A third of those polled, up from 20% in the second quarter, said their account balances have recovered to their Jan. 1 levels or expect them to recover in two to five years.

Since the beginning of the equity rally last March, Americans have regained some of their characteristic optimism. Nor do they intend to seek professional financial advice, according to the latest quarterly edition of The Principal Financial Well-Being Index.

The survey covered 1,147 employees over age 18 at small and mid-sized companies and 558 retirees in all sections of the U.S. Subjects were selected from among those who have agreed to participate in Harris Interactive surveys. The data have been weighted to reflect the broader population.

Anecdotal reports have suggested that most 401(k) participants didn’t touch their accounts during last winter’s financial crisis. Given the steep stock market rally since mid-March 2009, their inertia seems to have served at least some of them well.

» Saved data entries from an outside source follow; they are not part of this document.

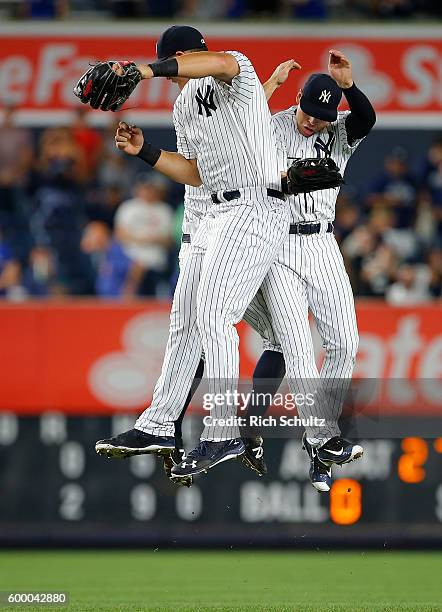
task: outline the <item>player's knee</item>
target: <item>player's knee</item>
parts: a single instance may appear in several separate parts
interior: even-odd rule
[[[171,334],[182,334],[187,332],[195,323],[195,317],[191,311],[175,310],[170,314],[169,332]]]
[[[351,336],[346,338],[345,349],[346,349],[346,352],[349,355],[351,355],[353,359],[356,359],[356,353],[358,352],[358,348],[359,348],[359,334],[357,331],[355,331],[353,332],[353,334],[351,334]]]
[[[211,313],[209,309],[198,308],[196,314],[196,323],[198,325],[198,330],[201,335],[213,335],[216,333],[217,325],[219,324],[219,319]]]
[[[212,309],[198,308],[196,322],[200,335],[203,337],[219,338],[230,334],[233,328],[233,323],[226,314]]]
[[[356,359],[356,353],[359,348],[359,334],[353,331],[351,334],[340,334],[327,343],[325,350],[327,353],[340,353],[348,359]]]

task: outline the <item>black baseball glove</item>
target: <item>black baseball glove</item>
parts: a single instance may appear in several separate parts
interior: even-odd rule
[[[345,183],[331,157],[296,159],[287,170],[283,191],[290,195],[340,187]]]
[[[124,74],[120,76],[112,70],[115,64]],[[74,87],[74,94],[92,108],[115,112],[120,110],[140,81],[141,72],[133,62],[98,62],[83,74]]]

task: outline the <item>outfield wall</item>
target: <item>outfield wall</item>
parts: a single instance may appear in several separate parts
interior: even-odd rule
[[[291,85],[273,96],[274,111],[293,103],[311,72],[326,71],[330,48],[352,60],[355,77],[378,111],[382,127],[442,125],[441,30],[437,26],[318,26],[199,24],[214,50],[240,49],[254,62],[261,79],[290,57],[302,64]],[[79,103],[72,87],[89,62],[108,58],[147,62],[155,57],[161,24],[0,25],[0,83],[4,99],[20,108],[24,123],[65,123]],[[176,88],[165,79],[146,81],[126,104],[131,121],[171,125]],[[110,114],[110,113],[109,113]],[[96,112],[94,121],[108,121]]]
[[[291,424],[265,434],[264,478],[228,462],[187,489],[152,455],[96,455],[95,441],[132,427],[151,396],[168,312],[158,302],[0,306],[0,546],[442,545],[440,305],[358,303],[355,377],[370,394],[342,427],[365,454],[335,468],[325,495]],[[261,346],[239,331],[247,376]],[[192,407],[187,449],[204,416],[198,400]]]
[[[169,302],[155,300],[0,304],[0,410],[73,415],[139,412],[160,374],[169,311]],[[438,303],[393,308],[359,301],[355,377],[438,379],[441,314]],[[246,324],[238,329],[241,375],[248,378],[262,352],[261,341]],[[320,363],[321,340],[313,325],[312,332]],[[430,395],[429,413],[433,412]],[[394,398],[391,402],[394,405]],[[415,403],[412,397],[404,410],[417,409]],[[435,406],[440,408],[440,402]],[[393,408],[393,413],[399,411]]]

One in three participants either said their account balances have recovered to their January 1, 2009 levels or are expected to recover in two to five years, up from 20% in the second quarter. Only 12% said they expected to delay retirement.

Most don’t use advisors

While 44% of retirees said they began planning for retirement more than 10 years before they actually retired, only 17% of current workers surveyed said they’ve created a plan for converting their savings to a retirement income stream. Of those, only 43% have a written plan.

When they do get around to planning, they are unlikely to hire an advisor, the survey showed. Fifty-five percent of retirees and 38 percent of employees said they “do not want any services from a financial professional.”

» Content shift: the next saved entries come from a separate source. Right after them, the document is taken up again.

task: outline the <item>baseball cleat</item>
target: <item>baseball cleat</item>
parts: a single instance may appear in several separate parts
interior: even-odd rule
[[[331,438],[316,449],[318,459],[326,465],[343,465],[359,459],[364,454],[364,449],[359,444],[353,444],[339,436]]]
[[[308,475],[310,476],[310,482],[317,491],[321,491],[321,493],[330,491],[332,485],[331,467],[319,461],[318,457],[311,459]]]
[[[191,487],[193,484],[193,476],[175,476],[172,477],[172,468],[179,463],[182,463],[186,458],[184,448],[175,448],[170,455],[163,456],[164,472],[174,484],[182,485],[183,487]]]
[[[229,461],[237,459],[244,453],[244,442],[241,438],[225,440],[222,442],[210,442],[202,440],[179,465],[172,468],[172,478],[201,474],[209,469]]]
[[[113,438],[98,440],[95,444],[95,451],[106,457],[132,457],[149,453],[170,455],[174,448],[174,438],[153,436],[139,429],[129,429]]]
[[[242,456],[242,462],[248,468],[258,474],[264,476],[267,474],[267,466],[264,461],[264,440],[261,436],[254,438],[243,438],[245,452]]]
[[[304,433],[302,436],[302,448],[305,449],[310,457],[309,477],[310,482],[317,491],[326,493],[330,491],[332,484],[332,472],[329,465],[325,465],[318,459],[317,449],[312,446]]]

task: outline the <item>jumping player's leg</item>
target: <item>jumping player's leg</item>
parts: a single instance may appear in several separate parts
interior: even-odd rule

Less than 10% of either group said their interest in professional advice had risen since the crisis. Fees, lack of trust, inertia, and confidence in their own planning skills were the most common reasons for not seeking out or consulting an advisor.

Retirees seem to have made up their minds about using advisors, while workers are still thinking it over. Asked what best describes how they manage or intend to manage their savings in retirement, 63% of retirees said they would manage on their own and 34% said they had advisors. Among employees, only 17% had advisors. Less than half (43%) said they would manage their own retirement finances; 26% were unsure what they would do.

Survey Results

On overall well-being

  • 66% of employees and 60% are concerned about their long-term financial future.
  • 35% of all respondents, but only 25% of retirees, say they worry most about not being able to pay for basic necessities.
  • 56% of retirees and 59% of employees have reduced spending in the past two months.


On workplace benefits

  • 93% of small to medium-sized employers provide include health insurance, 76% provide dental insurance, 68% provide life insurance, 63% provide defined contribution plans, 63% provide free parking and 46% provide disability insurance.
  • 23% of employees would most like to see a defined benefit plan added to their benefit package, 13% would like to see profit sharing or bonuses, and 12% would like flexible hours.
  • 43% of employees would like better health insurance and 15% would like an improved defined contribution plan. Health insurance (43%) and defined contribution plans (15%) top the list of benefits that employees most wish their company would improve upon.
  • 64% of employees are most satisfied with their defined benefit plan, 56% with their disability insurance, 55% with their defined contribution plan and 53% with their life insurance.
  • 87% of employees gave health insurance at least an “8” out of 10 rating for importance.

On defined contribution plans

  • 81% of employees participated in their employer’s defined contribution plans.
  • 24% of plan participants had made a change to their 401(k) plan in the past six months; 11% increased contributions, 8% decreased contributions, 3% have taken out a loan, 3% have stopped contributing and 2% have taken out a hardship withdrawal.
  • The most common reasons for changes their saving habits included “pay down debt,” “pay daily expenses,” and “build up savings accounts.”
  • 18% of employees say their balance is the same or higher than it was on Jan. 1, 2008, compared with 9% after the first quarter.
  • 16% of employees feel it will take less than two years to recover their lost savings, compared with 11% after the first quarter.
  • 20% of employees are not sure how long it will take, up from 12% after the first quarter.
  • 2% of employees think they will never recover their peak account balance.

On retirement planning

  • 50% of employees are not sure when they will retire.
  • 12% have delayed their planned retirement date.
  • 40% said they would delay retirement by six years or more.
  • 83% of employees say they do not have a plan for transitioning their retirement savings into a steady income stream.
  • 43% of those who said they have a plan for transitioning from savings to income have an “actual written plan.”
  • 44% of retirees said they began to think about managing their spending and investments in retirement more than 10 years before retirement.
  • 73% said they would start planning more than 10 years prior to retirement if they could do it over again.